The most quietly important capital markets story of yesterday was not the eighty billion dollars. It was the ten billion inside it.
Warren Buffett's Berkshire Hathaway put ten billion dollars into Alphabet's latest equity raise: five billion of Class A shares at $351.81 and five billion of Class C at $348.20. Buffett does not normally pay for compute. For most of his career he avoided technology companies on the grounds that their capital was consumed faster than it returned. That he is now anchoring an eighty-billion-dollar stock sale designed almost entirely to fund AI data centres is a more telling signal than the headline number.
An industrial capex cycle has begun
Alphabet expects to spend roughly $180 to $190 billion on capex in 2026. Together with Microsoft, Meta and Amazon, the four hyperscalers are projected to put close to $700 billion into AI infrastructure this year, and Wall Street estimates point north of a trillion in 2027. These are not software numbers. They are railway, electricity-grid, telecom-trunk numbers, the kind of capital intensity that defines an industrial cycle, not a product cycle.
The raise itself is structured to look like one: thirty billion in underwritten public offerings, of which fifteen billion is mandatory convertible preferred stock, a forty-billion at-the-market programme to be drawn through the year, and the Berkshire anchor on top. Mandatory convertibles are the financing instrument of a company that wants equity-like permanence without immediate dilution. ATM programmes let you tap the market the way a utility taps a balance sheet. This is not a tech firm raising opportunistically. It is a hyperscaler behaving the way a power utility did in the 1920s.
The compute concentration that follows
Capital flows are not neutral. A trillion dollars of capex absorbed annually into four American balance sheets, almost entirely deployed inside the United States with custom silicon and dedicated power, is a redirection of the world's marginal investable capital toward one geography and one stack. The natural counterpart is already visible. Foreign investors pulled more than twenty billion dollars out of Indian equities in the first four months of this year alone, eclipsing the full-year record of 2025, and the rupee has touched all-time lows against the dollar under the combined pressure of energy shocks and capital outflows.
It would be a mistake to credit all of this to the Iran war. The war is the proximate shock. The deeper current is that risk capital globally is being pulled toward an AI capex story that, for now, is built and owned almost entirely by a handful of American firms. In Prof. Richard Robb's International Capital Markets class at Columbia, the point worth remembering was that cross-border capital follows narrative as much as yield. The narrative now has one destination.

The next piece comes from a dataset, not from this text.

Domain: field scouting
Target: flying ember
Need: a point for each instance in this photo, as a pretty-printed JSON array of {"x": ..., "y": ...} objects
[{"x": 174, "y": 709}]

Where the sovereignty instinct misfires
The reflex in capitals from Delhi to Brasília will be to demand domestic equivalents. Indian compute sovereignty. Indian foundation models. Indian sovereign silicon. Some of this is genuinely necessary. Most of it, at the scale being discussed, is not feasible.
Consider the arithmetic. Alphabet alone will commit more capex to AI infrastructure in 2026 than the Union government's entire capital expenditure outlay for the year. A press release calling for a Bharat-class hyperscale buildout that can sit at parity with the four American giants is not a strategy. Even a credible five percent of that footprint would consume a meaningful share of domestic risk capital and crowd out infrastructure, housing and credit to small firms.
The harder question is the right one. If we cannot build at parity, and the world's compute will sit on a small number of foreign balance sheets, what is the negotiating position?
The smarter move
I think the correct frame is to treat compute the way India once thought about energy: as a strategic input that does not have to be domestically owned to be domestically governed. A few concrete moves follow from that.
- Sovereign compute partnerships, not sovereign compute factories. Long-duration capacity contracts with hyperscalers, partly funded by domestic institutional capital, locking in priced access to GPUs and inference for Indian public workloads over a decade. The mental model is closer to an LNG offtake agreement than to Make-in-India.
- Co-investment vehicles routed through sovereign and pension capital. When the most capital-hungry sector in the world is issuing equity in eighty-billion-dollar tranches with Berkshire on the cover page, the disciplined move is to be a calibrated buyer of those issues, not an admiring spectator.
- Domestic compute concentrated on what only India can do. Indian-language models, public-data fine-tuning, citizen-facing inference at low cost, audit and compliance tooling fitted to Indian law. Not foundation-model parity. Sovereignty at the layer that actually touches citizens.
- A tax architecture that recognises compute as infrastructure. Depreciation schedules, transfer pricing rules and withholding treatment for cross-border compute services were drafted for an earlier world. They need a careful refresh, because in five years a large share of value added in Indian sectors will be running on rented foreign GPUs, and the statute should not be ambiguous about where that value is taxed.
The Buffett tell, again
Return to Buffett. The investor who built a career on insisting that capital must compound, not be incinerated, has now decided that the compute build is the rare case where the spend itself is the moat. For an Indian observer that is the cue, not to argue with the cycle, but to find the cleanest seat inside it. The wrong response is national chest-thumping about sovereign models. The right one is the unglamorous work of contracts, capital allocation, and statute. The cycle is industrial now. Treat it as such.